Last month’s figure was the highest for July since 2008, the earliest year for which online records were available on Tuesday, beating the old record of 14.3 per cent, set in 2011. The highest monthly figure overall during the period was 19 per cent, from June 2009.
The area index in 15 areas last month exceeded the alert level of 20 per cent, meaning infestation of the mosquito exceeded a fifth of the area surveyed. Areas most seriously affected included Yau Tong and Wo Che – both over 40 per cent – and Tseung Kwan O North.
Various public bodies planned to visit the outlying island of Cheung Chau on Wednesday to promote ways of controlling the mosquito population.
That was announced on Tuesday after a meeting of the Pest Control Steering Committee, which includes representatives of different government departments. Two Cheung Chau residents had been confirmed as infected with the mosquito-borne disease.
Apart from Cheung Chau, Lion Rock Park in Wong Tai Sin was believed to be another source of infection for most cases. The government closed the park last Friday for 30 days for thorough mosquito control work. So far 14 of the infected patients have been confirmed as having visited the park recently.
On Tuesday, acting secretary for food and health Dr Chui Tak-yi said representatives from the Islands District Council, Cheung Chau Rural Committee, Civil Aid Service and Home Affairs Department would visit the island to teach residents tips to prevent mosquito breeding.

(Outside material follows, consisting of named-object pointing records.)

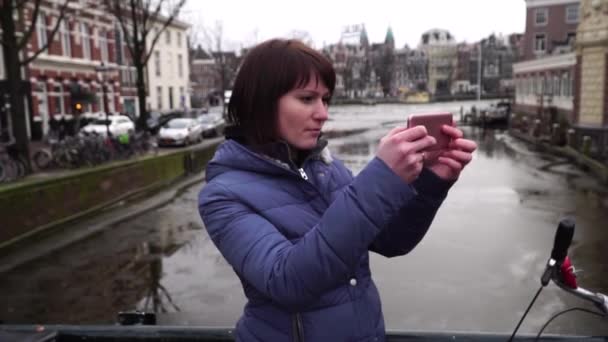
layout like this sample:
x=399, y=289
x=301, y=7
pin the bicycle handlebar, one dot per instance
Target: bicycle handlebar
x=563, y=238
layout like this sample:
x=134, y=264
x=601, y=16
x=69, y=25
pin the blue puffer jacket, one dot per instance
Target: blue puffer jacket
x=299, y=239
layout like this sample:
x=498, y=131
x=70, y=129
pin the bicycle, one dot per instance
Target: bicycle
x=11, y=165
x=560, y=270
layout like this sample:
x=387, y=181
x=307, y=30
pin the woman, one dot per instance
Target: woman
x=293, y=222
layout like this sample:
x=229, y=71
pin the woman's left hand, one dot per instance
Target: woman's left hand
x=452, y=161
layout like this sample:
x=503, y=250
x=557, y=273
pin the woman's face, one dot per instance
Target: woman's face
x=302, y=113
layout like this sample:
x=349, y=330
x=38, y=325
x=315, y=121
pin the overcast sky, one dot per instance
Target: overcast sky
x=245, y=22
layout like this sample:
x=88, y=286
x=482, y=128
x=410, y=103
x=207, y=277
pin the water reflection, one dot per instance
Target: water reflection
x=477, y=268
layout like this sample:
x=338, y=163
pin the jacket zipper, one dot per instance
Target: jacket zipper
x=302, y=173
x=298, y=329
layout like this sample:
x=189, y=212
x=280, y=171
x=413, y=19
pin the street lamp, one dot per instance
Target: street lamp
x=101, y=71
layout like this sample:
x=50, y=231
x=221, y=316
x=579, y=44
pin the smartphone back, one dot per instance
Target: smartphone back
x=433, y=123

“There is a higher number of residents staying in private bungalow-style houses [on Cheung Chau]. Those houses have more open-air spaces and can easily have stagnant water and spots where mosquitoes can breed,” Chui – standing in while Secretary for Food and Health Professor Sophia Chan Siu-chee is on holiday – said.
He said community efforts would be essential in combating mosquitoes.

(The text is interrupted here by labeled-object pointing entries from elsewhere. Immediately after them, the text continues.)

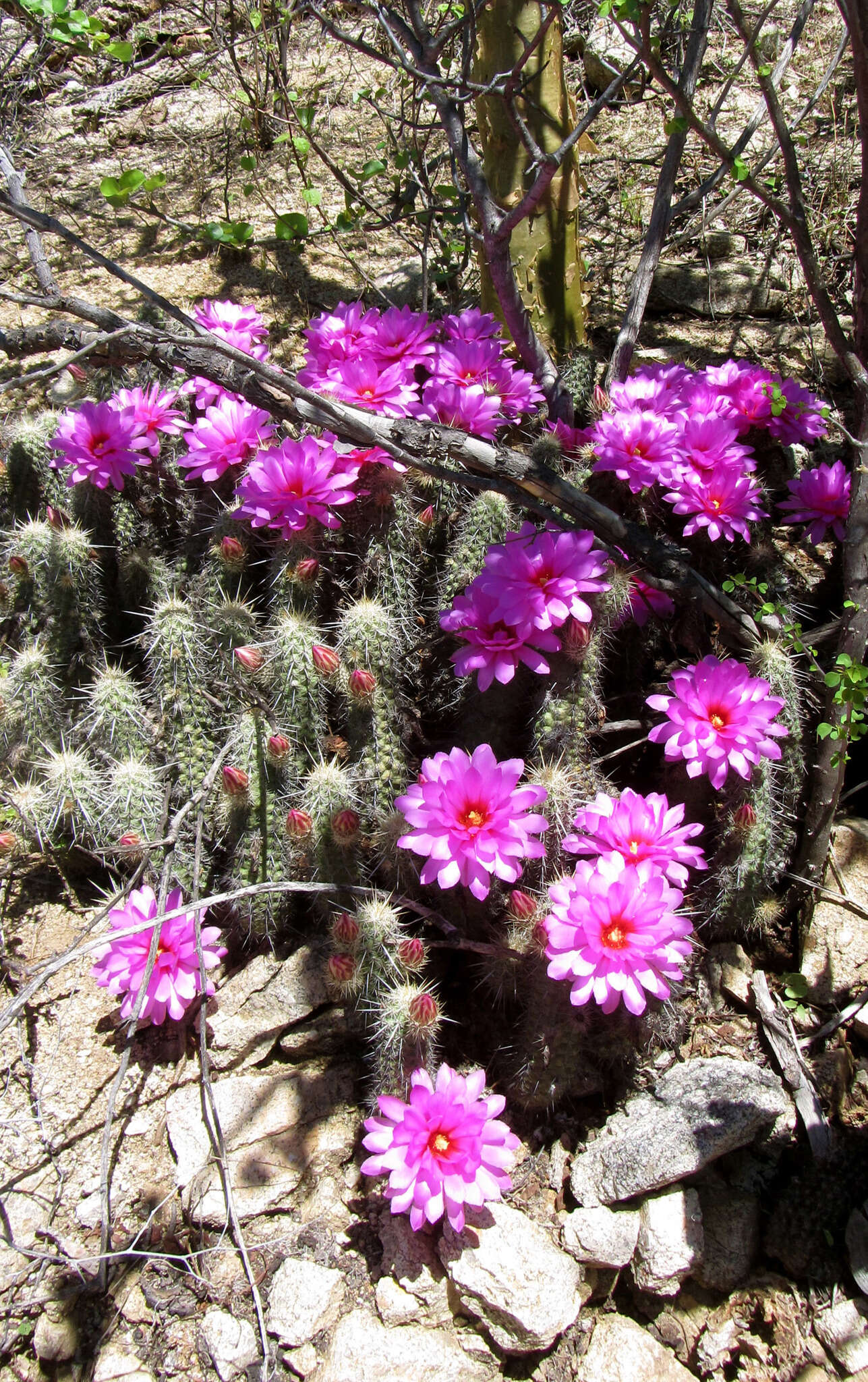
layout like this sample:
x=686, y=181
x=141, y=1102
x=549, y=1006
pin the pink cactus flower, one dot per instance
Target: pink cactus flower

“It is not sufficient to rely on just the government’s effort. Community efforts are also very important,” Chui said. “[People from the community] will know better which parts of the district have more serious mosquito problems.”
The Hospital Authority said it would place extra orders for several thousand sets of dengue fever rapid test kits. It would also consider activating designated clinics for the infection, to relieve the burden on public accident and emergency departments, if patients with dengue fever symptoms become overwhelming.
Meanwhile, the Centre for Health Protection had not found out what exactly caused a laboratory error which led it to mistake the type of dengue fever virus afflicting a 52-year-old man from Cheung Chau, the centre’s controller Dr Wong Ka-hing said.
“According to our preliminary finding, there might be some problems with the testing procedures,” Wong said, adding that there would be a thorough investigation to find out why the error happened and recommend improvements.
The centre said on Sunday that the man was infected with serotype 3 of the dengue virus, as opposed to serotype 1, which had afflicted the 15 other local patients. But on Monday it said the man had actually contracted serotype 1 and the source of his infection was the same as another case on the island.